How Has This Changed – How Will It Utterly Crumble?

I found this video via KnackeredHack and fell in love it with instantly. About a minute into it I noticed they were talking about the structure of the newsrooms of old. I wondered – how much of that workflow has changed and how much will be utterly unrecognizable in another five years.

Then at around eight minutes into the video they talked about the “country editor.” Maybe I’m reading into it too much – but if you gave the country editor some new tools, he’d be a blogger.

3 thoughts on “How Has This Changed – How Will It Utterly Crumble?”

  1. There is some baby among this bathwater. The skill of writing well — that is to say, understanding and targeting the level and attention span of the reader — will always separate the winners from the almost-winners. In the old days, though, the almost-winners became cobblers or lamplighters. The charming bathwater of this message (talk about your almost-winning writing, what a metaphor!) is that air of privilege, almost smugness, as if to say, “Don’t try this at home, kids.” As you say, the country editor’s job is made to look extra daunting. He does everything! He must never sleep. He must not have any employees, apparently. No, it’s much better to be a big paper, and have all that division of labor. Particularly quaint is that the great-granddad of the blog was a 15-pound slab of lead “syndicated” by a guy with a welding mask!
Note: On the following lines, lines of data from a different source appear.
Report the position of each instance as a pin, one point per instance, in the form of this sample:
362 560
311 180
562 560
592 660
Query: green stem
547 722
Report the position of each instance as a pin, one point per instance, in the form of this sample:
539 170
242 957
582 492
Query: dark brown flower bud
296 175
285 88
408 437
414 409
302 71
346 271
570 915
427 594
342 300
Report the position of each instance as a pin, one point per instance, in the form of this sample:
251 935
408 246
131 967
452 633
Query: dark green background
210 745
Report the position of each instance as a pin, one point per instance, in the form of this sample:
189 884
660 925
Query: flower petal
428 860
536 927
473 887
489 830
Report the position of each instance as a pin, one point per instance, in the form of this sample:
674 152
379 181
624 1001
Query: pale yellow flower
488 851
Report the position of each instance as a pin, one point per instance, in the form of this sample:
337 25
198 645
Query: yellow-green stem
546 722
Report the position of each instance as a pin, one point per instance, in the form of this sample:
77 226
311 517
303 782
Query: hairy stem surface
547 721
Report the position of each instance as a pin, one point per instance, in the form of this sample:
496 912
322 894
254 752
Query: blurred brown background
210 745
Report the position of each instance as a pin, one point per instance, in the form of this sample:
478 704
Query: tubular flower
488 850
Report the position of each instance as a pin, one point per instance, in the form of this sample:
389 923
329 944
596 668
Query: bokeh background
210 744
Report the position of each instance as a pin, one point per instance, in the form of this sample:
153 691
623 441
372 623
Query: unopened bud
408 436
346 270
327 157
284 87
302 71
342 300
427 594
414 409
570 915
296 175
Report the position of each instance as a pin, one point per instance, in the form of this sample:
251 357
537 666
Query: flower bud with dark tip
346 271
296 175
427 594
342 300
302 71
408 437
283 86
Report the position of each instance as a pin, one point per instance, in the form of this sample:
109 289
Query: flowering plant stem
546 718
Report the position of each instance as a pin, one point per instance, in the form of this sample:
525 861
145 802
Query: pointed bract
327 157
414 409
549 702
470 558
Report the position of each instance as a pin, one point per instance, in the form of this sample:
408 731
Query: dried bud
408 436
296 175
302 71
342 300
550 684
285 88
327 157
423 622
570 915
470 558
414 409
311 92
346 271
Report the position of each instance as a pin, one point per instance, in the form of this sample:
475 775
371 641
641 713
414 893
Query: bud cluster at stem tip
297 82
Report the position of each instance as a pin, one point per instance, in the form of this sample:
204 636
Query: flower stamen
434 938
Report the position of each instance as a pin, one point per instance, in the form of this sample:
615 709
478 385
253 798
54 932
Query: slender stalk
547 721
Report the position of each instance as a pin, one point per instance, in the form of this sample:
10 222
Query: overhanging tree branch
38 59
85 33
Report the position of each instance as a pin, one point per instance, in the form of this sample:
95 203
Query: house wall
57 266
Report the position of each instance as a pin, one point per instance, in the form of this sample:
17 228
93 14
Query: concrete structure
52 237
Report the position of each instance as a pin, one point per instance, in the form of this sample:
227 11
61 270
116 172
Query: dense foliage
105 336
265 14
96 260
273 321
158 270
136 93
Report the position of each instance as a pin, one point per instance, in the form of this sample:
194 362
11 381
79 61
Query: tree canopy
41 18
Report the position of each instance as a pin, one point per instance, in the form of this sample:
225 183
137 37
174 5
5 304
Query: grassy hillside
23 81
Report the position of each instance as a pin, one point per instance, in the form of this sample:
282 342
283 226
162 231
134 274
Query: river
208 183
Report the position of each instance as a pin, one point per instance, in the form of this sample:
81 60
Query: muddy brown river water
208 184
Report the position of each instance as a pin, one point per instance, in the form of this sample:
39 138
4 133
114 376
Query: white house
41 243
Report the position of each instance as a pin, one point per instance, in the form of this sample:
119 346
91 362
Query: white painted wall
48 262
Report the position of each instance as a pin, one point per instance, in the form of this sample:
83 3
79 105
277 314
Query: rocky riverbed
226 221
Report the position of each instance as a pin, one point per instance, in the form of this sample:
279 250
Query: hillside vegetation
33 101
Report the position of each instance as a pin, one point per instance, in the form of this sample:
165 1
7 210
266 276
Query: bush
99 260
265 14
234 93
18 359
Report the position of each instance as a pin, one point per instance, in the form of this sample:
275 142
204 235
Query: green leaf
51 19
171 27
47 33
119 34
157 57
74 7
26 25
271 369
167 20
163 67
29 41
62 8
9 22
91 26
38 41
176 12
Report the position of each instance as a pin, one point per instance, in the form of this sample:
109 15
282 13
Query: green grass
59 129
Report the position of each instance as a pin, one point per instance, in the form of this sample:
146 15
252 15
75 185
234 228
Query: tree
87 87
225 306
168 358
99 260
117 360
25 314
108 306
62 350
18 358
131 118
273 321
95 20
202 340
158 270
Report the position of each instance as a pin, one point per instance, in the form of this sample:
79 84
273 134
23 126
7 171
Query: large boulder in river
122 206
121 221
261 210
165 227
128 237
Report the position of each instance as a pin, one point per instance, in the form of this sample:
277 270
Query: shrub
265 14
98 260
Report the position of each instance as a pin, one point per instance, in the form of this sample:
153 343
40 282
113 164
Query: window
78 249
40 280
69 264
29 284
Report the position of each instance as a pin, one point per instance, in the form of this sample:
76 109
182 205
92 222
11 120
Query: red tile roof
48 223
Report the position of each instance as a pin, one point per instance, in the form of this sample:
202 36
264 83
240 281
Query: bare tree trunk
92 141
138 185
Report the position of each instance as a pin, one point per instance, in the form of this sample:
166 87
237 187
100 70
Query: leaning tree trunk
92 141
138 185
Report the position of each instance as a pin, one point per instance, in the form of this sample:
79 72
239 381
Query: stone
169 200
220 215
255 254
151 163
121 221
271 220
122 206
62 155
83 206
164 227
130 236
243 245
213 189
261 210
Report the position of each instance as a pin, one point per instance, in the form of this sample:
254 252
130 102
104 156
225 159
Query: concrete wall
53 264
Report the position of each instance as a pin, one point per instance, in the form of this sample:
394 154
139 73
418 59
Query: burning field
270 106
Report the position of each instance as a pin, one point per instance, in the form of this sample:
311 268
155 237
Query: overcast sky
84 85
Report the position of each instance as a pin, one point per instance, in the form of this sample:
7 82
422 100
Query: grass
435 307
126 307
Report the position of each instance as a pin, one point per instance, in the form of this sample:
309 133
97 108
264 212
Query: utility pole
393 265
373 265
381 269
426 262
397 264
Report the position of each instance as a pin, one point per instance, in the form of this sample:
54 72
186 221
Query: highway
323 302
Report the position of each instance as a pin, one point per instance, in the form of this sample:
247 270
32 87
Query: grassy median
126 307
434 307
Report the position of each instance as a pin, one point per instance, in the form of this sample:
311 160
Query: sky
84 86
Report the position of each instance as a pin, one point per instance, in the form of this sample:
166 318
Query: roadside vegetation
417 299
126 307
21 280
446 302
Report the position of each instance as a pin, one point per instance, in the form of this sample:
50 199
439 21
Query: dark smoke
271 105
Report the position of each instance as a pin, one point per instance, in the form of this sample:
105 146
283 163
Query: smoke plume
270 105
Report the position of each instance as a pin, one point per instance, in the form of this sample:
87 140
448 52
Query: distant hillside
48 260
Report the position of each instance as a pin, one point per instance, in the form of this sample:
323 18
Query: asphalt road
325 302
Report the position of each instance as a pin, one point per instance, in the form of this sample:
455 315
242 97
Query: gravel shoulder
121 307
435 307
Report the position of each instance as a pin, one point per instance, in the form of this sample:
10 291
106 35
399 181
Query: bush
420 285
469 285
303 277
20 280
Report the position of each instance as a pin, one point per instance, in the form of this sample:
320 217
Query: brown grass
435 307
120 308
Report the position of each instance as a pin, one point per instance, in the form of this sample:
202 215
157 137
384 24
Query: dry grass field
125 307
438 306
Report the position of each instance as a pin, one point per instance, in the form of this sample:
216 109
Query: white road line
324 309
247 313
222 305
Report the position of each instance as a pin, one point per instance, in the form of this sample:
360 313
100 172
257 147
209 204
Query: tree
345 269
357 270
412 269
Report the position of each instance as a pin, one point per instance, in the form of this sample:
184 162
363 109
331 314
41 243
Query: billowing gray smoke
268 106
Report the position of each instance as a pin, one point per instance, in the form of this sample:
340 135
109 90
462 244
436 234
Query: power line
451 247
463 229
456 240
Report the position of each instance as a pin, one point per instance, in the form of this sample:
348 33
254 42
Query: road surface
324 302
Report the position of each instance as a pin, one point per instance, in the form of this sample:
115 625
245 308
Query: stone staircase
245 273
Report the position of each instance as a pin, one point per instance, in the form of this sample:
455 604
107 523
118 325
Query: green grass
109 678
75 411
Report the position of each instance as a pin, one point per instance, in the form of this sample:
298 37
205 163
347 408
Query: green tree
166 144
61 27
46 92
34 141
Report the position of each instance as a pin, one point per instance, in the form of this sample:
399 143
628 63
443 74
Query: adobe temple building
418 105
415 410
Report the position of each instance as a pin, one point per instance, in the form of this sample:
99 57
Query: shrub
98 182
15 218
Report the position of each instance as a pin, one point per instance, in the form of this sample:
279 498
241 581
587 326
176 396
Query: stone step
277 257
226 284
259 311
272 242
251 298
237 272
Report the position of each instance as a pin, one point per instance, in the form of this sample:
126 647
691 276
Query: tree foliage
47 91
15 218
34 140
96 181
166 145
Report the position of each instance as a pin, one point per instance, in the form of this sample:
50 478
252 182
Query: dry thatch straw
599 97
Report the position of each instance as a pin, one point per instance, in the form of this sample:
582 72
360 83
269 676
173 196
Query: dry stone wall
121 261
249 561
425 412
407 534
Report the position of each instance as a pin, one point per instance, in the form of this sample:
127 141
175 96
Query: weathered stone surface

  2. Rick, good writing is not going to disappear. It may even be flourishing. The economics of print may just mean that it is dispersed more, and so we experience that as a decline because of the problems newspapers face. Journalism is re-skilling at the moment and it is hard to say just what resources will benefit from corporate aggregation in the future. Those decisions will be taken by the most skilled (and sometimes lucky) “country editors” who understand both the technological and entrepreneurial opportunities, or hit a rich seam unexpectedly and have the free cashflow to do what they like.

  3. Oh, man. “Women find it hard to compete with men in the newsroom…” so they perpetuate that sentiment by taking up beats such as gardening, food and society. !! Thank goodness for equality in the workplace! 🙂 It’s almost funny now. When was this film made, I wonder? 1930s, 40s?
    Apart from that, very interesting insights on old-school journalism.